Karena itu, penting menyimak
firman Allah SWT berikut:
فَأَمَّا
عَادٌ فَاسْتَكْبَرُوا فِي الأرْضِ بِغَيْرِ الْحَقِّ وَقَالُوا مَنْ أَشَدُّ
مِنَّا قُوَّةً أَوَلَمْ يَرَوْا أَنَّ اللَّهَ الَّذِي خَلَقَهُمْ هُوَ أَشَدُّ
مِنْهُمْ قُوَّةً وَكَانُوا بِآيَاتِنَا يَجْحَدُونَ (١٥)
Adapun kaum ‘Ad, mereka
menyombongkan diri di muka bumi tanpa alasan yang benar dan berkata, “Siapakah
yang lebih besar kekuatannya dari kami?” Apakah mereka itu tidak memperhatikan
bahwa Allah yang menciptakan mereka adalah lebih besar kekuatan-Nya daripada
mereka? Namun, mereka mengingkari tanda-tanda (kekuatan) Kami (QS Fushshilat [41]: 15).
Kualitas Interaksi Sosial dalam
Masyarakat Islam
Jika Amerika menghabiskan
ratusan juta dolar untuk penelitian dalam mengatasi problem sosial di
masyarakatnya, maka dengan bahasa elegan Sayyid Quthb berujar, “Islam melenyapkan kebiasaan
yang telah mengakar di masyarakat jahiliah hanya dengan beberapa lembar ayat
Quran.”SubhanalLah.
Kutipan ilustrasi di atas
adalah benar adanya. Islam memiliki solusi mengakar untuk menciptakan
masyarakat yang sehat jiwanya. Islam dengan seluruh risalahnya yang luhur telah
menjaga bangunan masyarakat dengan penjagaan yang sempurna. Akidah dan
hukum-hukum Islam telah menjaga 8 (delapan) hal yang ada dalam masyarakat
(Muhammad Husein Abdullah, 1996), yakni: (1) memelihara agama; (2)

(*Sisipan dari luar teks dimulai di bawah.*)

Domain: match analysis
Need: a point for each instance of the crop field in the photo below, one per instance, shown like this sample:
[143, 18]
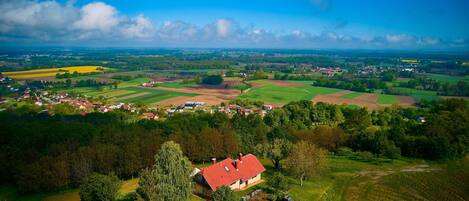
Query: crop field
[418, 94]
[139, 94]
[50, 72]
[418, 184]
[385, 99]
[352, 95]
[176, 84]
[447, 78]
[283, 92]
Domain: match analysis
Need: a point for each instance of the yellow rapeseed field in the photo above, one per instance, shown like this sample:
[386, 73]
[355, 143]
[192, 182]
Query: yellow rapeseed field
[50, 72]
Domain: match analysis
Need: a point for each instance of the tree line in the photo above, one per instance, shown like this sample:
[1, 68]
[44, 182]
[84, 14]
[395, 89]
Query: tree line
[54, 152]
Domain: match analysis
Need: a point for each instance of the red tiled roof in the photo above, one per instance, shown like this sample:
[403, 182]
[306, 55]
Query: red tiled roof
[217, 175]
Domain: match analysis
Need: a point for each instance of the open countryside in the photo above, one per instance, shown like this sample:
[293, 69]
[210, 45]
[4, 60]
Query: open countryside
[51, 72]
[202, 100]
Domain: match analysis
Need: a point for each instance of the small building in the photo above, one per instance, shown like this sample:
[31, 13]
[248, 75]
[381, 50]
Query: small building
[237, 174]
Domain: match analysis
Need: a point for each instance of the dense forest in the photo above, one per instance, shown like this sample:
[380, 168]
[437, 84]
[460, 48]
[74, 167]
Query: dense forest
[54, 152]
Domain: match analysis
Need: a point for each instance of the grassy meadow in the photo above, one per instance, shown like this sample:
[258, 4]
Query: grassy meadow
[345, 179]
[51, 72]
[272, 93]
[447, 78]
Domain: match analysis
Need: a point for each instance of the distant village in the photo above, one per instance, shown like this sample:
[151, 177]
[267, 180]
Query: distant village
[47, 99]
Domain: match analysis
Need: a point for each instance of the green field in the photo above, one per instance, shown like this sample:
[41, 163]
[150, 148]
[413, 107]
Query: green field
[447, 78]
[352, 95]
[132, 91]
[272, 93]
[345, 179]
[152, 96]
[133, 82]
[418, 94]
[387, 99]
[176, 85]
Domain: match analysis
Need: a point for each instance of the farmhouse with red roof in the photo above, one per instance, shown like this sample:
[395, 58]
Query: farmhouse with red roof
[236, 174]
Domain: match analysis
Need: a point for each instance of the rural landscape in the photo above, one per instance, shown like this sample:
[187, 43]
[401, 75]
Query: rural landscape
[97, 104]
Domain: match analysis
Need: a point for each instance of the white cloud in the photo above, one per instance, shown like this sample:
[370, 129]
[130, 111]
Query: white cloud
[223, 27]
[97, 16]
[32, 22]
[399, 38]
[140, 27]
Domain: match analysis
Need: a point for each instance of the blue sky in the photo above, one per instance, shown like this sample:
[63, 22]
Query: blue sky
[311, 24]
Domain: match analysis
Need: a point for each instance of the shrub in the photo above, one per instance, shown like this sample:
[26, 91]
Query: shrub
[98, 187]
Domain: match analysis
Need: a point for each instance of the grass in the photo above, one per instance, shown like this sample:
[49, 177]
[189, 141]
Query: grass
[387, 99]
[352, 95]
[134, 82]
[418, 94]
[50, 72]
[241, 87]
[129, 88]
[176, 85]
[345, 179]
[271, 93]
[447, 78]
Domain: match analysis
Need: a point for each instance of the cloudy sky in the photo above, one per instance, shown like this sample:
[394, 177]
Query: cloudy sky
[306, 24]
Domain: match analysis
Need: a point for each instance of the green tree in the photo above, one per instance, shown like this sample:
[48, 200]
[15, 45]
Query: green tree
[98, 187]
[278, 182]
[224, 193]
[169, 179]
[275, 151]
[306, 160]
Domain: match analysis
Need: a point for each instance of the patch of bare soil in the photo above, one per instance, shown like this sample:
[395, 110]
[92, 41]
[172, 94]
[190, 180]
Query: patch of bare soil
[283, 83]
[406, 101]
[366, 100]
[459, 97]
[131, 96]
[209, 96]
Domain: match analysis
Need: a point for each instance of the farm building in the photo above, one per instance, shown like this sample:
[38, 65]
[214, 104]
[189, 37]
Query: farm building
[237, 174]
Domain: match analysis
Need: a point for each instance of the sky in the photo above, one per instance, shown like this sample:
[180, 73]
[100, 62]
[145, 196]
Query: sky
[297, 24]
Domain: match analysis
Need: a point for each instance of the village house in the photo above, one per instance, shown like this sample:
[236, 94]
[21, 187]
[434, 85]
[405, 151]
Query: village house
[237, 174]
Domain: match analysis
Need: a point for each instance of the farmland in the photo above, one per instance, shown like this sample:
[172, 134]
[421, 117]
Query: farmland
[346, 179]
[271, 92]
[134, 94]
[51, 72]
[447, 78]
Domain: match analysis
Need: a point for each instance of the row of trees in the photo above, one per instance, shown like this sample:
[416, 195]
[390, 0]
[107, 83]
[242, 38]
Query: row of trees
[52, 152]
[461, 88]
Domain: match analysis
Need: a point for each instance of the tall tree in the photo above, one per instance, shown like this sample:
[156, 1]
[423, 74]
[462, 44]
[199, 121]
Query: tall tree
[275, 151]
[98, 187]
[169, 179]
[306, 160]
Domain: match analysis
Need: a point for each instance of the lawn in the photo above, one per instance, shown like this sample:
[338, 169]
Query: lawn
[272, 93]
[387, 99]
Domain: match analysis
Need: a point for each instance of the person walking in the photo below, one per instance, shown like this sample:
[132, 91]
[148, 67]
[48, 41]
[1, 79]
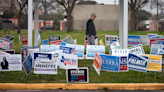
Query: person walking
[90, 30]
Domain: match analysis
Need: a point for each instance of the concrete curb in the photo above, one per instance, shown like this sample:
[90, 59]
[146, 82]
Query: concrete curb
[90, 86]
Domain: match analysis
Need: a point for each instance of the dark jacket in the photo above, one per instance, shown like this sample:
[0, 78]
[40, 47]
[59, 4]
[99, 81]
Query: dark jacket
[4, 66]
[90, 29]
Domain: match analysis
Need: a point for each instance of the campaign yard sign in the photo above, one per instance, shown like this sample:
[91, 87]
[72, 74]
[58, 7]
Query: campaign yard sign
[150, 35]
[154, 41]
[120, 52]
[137, 63]
[49, 48]
[27, 64]
[27, 50]
[133, 40]
[4, 53]
[137, 49]
[68, 39]
[19, 39]
[160, 42]
[92, 49]
[10, 39]
[115, 45]
[77, 75]
[123, 64]
[97, 63]
[24, 40]
[68, 61]
[53, 38]
[111, 63]
[109, 38]
[67, 50]
[11, 62]
[45, 67]
[56, 42]
[11, 51]
[155, 63]
[101, 42]
[4, 44]
[45, 42]
[144, 40]
[39, 38]
[154, 48]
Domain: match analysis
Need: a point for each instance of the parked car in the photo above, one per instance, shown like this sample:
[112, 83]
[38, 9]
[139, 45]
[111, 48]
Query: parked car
[48, 27]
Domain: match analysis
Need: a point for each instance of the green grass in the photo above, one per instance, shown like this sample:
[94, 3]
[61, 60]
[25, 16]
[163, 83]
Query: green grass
[104, 77]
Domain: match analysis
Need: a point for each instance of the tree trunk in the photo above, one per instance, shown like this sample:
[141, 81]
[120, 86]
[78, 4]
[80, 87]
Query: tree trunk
[132, 21]
[19, 22]
[69, 22]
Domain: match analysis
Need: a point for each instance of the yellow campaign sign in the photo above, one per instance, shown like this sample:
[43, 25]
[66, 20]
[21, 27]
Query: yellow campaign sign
[155, 62]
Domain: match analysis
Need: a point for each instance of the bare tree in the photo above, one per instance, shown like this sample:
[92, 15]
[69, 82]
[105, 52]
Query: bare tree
[47, 5]
[68, 5]
[134, 6]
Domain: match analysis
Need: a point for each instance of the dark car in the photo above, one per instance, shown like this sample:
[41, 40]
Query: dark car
[48, 27]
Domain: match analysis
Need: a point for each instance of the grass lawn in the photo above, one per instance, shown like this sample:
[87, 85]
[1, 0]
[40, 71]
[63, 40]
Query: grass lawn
[104, 77]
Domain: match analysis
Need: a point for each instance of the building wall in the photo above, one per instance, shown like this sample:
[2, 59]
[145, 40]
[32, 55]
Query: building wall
[107, 17]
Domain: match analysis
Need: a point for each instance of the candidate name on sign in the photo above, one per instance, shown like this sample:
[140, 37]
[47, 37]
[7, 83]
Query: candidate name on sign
[79, 75]
[68, 61]
[97, 63]
[53, 38]
[137, 49]
[137, 63]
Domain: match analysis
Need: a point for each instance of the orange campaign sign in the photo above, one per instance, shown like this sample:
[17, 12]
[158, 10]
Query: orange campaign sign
[24, 40]
[97, 63]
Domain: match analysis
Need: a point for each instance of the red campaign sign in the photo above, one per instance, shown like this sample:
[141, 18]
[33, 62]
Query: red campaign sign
[56, 42]
[24, 40]
[153, 41]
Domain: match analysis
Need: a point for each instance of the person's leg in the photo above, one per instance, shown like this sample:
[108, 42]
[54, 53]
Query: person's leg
[89, 40]
[93, 39]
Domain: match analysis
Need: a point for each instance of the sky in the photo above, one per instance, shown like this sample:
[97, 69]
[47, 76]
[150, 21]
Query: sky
[117, 2]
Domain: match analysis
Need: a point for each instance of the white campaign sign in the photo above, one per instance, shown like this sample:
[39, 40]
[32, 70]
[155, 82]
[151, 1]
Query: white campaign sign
[45, 67]
[115, 45]
[136, 49]
[68, 61]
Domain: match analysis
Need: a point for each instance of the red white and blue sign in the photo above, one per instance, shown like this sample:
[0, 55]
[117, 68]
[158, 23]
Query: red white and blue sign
[133, 40]
[68, 61]
[137, 63]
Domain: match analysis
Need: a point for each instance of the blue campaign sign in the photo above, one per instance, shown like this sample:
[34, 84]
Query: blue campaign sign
[67, 50]
[137, 63]
[133, 40]
[45, 42]
[27, 64]
[111, 63]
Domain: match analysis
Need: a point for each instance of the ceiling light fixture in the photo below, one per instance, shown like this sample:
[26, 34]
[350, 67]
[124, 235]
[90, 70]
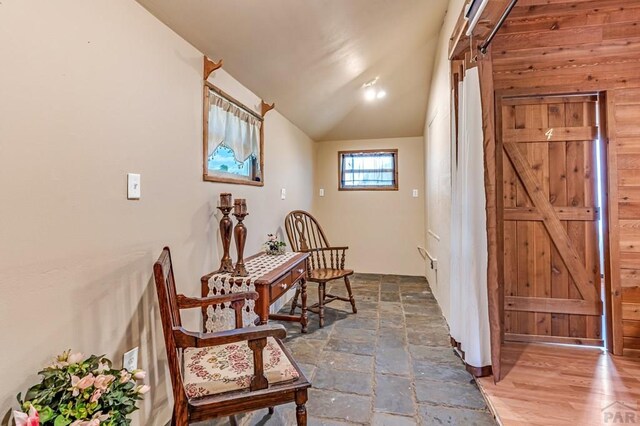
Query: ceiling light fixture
[371, 92]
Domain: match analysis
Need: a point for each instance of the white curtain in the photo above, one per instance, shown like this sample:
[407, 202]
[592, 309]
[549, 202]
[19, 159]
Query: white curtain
[233, 127]
[469, 307]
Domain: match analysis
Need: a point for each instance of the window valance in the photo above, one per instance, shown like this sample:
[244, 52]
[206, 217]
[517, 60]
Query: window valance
[234, 128]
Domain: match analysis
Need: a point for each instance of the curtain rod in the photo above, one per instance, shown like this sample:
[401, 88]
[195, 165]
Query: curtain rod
[229, 98]
[483, 47]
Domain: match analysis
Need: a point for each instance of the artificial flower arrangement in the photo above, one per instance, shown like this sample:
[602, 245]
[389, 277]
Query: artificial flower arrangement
[273, 245]
[81, 392]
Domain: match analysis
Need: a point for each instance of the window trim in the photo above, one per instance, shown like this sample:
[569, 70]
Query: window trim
[393, 187]
[205, 134]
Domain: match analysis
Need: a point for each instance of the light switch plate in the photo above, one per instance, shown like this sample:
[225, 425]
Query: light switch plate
[133, 186]
[130, 359]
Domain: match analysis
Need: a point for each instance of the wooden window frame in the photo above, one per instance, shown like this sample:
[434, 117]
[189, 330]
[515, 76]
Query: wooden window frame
[393, 187]
[205, 134]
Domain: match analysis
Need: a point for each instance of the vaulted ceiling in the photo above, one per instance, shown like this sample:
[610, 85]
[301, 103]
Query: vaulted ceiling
[311, 57]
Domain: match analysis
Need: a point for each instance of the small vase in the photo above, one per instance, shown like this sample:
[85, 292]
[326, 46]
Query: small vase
[275, 251]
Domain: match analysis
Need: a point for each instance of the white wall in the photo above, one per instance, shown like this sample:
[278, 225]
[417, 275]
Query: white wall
[91, 91]
[438, 164]
[382, 228]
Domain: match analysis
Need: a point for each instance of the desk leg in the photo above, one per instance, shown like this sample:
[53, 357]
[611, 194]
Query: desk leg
[303, 315]
[262, 304]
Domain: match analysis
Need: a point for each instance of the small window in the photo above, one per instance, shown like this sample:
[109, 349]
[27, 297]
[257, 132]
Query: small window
[368, 170]
[233, 140]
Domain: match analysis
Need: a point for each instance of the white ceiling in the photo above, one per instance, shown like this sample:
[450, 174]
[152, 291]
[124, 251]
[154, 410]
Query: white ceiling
[311, 57]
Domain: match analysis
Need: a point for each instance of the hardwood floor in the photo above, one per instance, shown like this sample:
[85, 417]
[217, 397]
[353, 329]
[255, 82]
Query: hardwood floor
[562, 385]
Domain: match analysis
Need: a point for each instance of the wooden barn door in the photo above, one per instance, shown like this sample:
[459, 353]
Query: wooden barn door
[552, 286]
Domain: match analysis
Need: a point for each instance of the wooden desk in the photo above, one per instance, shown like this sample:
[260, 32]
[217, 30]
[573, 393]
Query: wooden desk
[272, 277]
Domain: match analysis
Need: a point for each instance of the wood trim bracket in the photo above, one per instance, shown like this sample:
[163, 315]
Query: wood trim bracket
[210, 66]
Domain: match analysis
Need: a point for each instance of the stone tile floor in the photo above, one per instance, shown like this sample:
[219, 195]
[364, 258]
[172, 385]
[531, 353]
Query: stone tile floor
[389, 364]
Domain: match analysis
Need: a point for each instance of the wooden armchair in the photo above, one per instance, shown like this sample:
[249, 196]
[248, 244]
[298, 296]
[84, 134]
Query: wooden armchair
[325, 263]
[228, 372]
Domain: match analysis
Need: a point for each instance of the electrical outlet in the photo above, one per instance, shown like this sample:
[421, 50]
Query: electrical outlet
[133, 186]
[130, 359]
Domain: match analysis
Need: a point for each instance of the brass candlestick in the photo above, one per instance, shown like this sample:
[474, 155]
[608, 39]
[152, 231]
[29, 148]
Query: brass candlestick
[240, 233]
[226, 228]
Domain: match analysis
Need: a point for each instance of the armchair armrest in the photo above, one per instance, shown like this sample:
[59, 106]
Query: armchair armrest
[185, 302]
[189, 339]
[328, 249]
[318, 258]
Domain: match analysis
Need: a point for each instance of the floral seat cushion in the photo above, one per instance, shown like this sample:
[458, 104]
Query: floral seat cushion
[226, 368]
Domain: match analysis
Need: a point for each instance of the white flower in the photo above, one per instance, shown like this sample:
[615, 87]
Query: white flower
[139, 374]
[75, 358]
[142, 389]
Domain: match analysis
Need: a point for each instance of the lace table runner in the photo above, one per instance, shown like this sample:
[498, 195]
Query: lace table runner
[222, 317]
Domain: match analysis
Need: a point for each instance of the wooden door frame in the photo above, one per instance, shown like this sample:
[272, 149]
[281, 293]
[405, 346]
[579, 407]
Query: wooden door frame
[607, 169]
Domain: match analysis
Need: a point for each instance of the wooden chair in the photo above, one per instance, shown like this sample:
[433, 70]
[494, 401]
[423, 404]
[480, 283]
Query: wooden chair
[325, 263]
[229, 372]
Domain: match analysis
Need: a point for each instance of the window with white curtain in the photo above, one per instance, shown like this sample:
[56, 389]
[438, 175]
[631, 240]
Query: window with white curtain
[233, 140]
[368, 170]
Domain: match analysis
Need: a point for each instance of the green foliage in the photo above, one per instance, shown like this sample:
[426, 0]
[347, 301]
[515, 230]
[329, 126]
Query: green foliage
[74, 389]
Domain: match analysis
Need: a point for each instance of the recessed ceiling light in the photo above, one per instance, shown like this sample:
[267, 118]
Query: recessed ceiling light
[371, 92]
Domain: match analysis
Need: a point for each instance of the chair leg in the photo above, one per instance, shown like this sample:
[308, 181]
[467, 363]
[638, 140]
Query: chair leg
[321, 295]
[351, 299]
[180, 416]
[294, 303]
[301, 410]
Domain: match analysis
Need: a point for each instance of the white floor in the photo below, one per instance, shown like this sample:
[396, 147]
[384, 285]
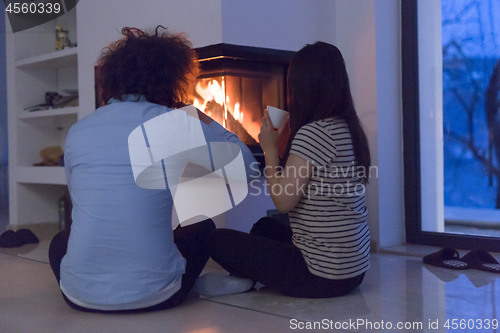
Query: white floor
[398, 290]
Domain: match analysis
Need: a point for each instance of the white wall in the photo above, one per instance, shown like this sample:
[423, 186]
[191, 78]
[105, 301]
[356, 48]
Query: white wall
[430, 72]
[3, 94]
[100, 22]
[368, 34]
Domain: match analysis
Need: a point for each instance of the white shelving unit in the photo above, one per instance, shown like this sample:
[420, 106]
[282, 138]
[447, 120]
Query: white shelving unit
[34, 67]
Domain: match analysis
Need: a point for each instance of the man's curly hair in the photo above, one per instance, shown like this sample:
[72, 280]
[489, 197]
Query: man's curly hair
[160, 66]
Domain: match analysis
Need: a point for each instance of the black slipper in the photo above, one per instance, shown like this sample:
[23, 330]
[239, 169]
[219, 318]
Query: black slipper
[480, 259]
[447, 257]
[27, 236]
[10, 239]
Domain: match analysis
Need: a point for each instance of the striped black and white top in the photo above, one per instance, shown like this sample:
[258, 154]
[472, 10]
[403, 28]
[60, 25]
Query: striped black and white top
[330, 221]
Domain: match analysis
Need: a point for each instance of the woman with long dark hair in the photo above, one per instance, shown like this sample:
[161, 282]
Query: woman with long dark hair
[320, 182]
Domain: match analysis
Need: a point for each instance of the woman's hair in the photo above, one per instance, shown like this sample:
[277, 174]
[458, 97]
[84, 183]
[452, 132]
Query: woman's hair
[160, 66]
[318, 88]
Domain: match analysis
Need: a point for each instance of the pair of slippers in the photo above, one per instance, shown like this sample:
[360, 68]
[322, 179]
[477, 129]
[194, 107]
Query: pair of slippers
[450, 258]
[18, 238]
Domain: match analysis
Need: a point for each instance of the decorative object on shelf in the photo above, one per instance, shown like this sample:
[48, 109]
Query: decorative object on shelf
[51, 156]
[54, 101]
[62, 39]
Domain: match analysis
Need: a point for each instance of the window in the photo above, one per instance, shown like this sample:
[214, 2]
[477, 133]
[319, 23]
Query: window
[451, 105]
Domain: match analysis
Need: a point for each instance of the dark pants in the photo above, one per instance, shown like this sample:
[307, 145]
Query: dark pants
[267, 255]
[191, 242]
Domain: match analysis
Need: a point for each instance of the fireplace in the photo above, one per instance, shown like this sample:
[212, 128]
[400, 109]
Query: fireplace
[235, 85]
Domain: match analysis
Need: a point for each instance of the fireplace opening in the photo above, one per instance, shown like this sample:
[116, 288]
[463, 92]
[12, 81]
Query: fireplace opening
[235, 85]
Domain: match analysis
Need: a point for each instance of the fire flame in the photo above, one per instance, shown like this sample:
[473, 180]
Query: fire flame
[213, 91]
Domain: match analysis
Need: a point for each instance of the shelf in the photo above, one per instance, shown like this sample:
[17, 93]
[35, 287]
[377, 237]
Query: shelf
[48, 113]
[57, 59]
[42, 175]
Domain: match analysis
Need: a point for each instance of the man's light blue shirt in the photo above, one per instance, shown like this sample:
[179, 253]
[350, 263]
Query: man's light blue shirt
[121, 248]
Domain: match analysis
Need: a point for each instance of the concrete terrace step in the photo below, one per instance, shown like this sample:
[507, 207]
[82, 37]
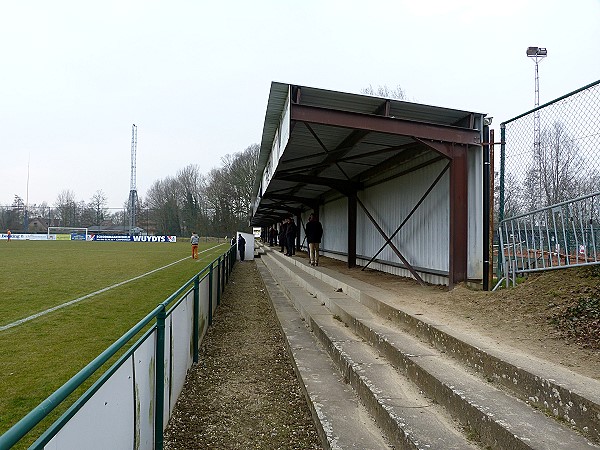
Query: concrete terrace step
[341, 419]
[498, 419]
[559, 392]
[409, 419]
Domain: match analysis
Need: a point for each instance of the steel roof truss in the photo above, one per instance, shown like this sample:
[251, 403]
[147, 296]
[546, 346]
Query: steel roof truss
[369, 122]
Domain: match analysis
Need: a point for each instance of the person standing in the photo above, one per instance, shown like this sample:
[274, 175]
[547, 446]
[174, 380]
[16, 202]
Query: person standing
[272, 236]
[282, 238]
[314, 233]
[242, 246]
[194, 241]
[290, 233]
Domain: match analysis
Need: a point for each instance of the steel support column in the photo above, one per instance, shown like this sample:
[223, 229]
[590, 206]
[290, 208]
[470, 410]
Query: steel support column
[352, 210]
[459, 224]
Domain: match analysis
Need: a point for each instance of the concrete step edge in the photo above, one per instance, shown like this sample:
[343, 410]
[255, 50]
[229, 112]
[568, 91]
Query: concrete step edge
[500, 420]
[567, 396]
[403, 430]
[342, 423]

memelihara jiwa; (3) memelihara akal; (4) memelihara keturunan; (5) memelihara
harta benda; (6) memelihara kehormatan; (7) memelihara keamanan; (8) memelihara
negara.
Masyarakat Madinah adalah model
terbaik dari masyarakat yang sehat dan berperadaban luhur. Islam, sejak
kelahirannya di Jazirah Arab, telah menorehkan prestasi yang luar biasa dalam
membawa masyarakatnya pada keluhuran martabat. Dalam naungan wahyu Allah SWT,
Islam juga berhasil melebur pemikiran dan perasaan masyarakatnya dalam
kemurnian akidah Islam serta keharmonian hukum-hukumnya. Tidak aneh jika
keutamaan kota Madinah diilustrasikan oleh Rasulullah saw. seperti alat peniup
tungku pandai besi yang mampu menyingkirkan karat besi. Rasulullah saw.
bersabda: “Madinah
itu seperti tungku (tukang besi) yang bisa membersihkan debu-debu yang kotor
dan membuat cemerlang kebaikan-kebaikannya.” (HR al-Bukhari).
Rasulullah saw. juga
mengibaratkan kehidupan masyarakat Islam seperti sekelompok orang yang
mengarungi lautan dengan kapal, “Perumpamaan orang yang teguh
menjalankan hukum-hukum Allah dan orang yang melanggarnya bagaikan sekelompok
orang yang berada di sebuah kapal. Sebagian berada di atas dan sebagian lagi di
bawah. Adapun mereka yang berada di bawah, bila memerlukan air minum, harus
naik ke melewati orang-orang yang berada di atas, sehingga mereka berkata,
“Lebih baik kita lubangi saja kapal ini agar tidak mengganggu saudara-saudara
kita yang berada di atas.” Bila mereka yang berada di atas membiarkan niat
orang-orang yang berada di bawah, niscaya binasalah mereka semua. Akan tetapi,
bila mereka mencegahnya maka akan selamatlah mereka semua.” (HR
al-Bukhari).
Gambaran analogi kapal ini
menunjukkan perasaan kolektif masyarakat berfungsi dengan baik sebagai kontrol
sosial yang efektif, karena jika ada seseorang yang hendak mengambil air dengan
melobangi kapal dan tidak ada orang lain yang mencegahnya, niscaya yang
tenggelam adalah seluruh penumpang kapal. Kepedulian sosial seperti ini menjadi
sistem imun yang kuat jika berbagai penyakit datang menghinggapi masyarakat.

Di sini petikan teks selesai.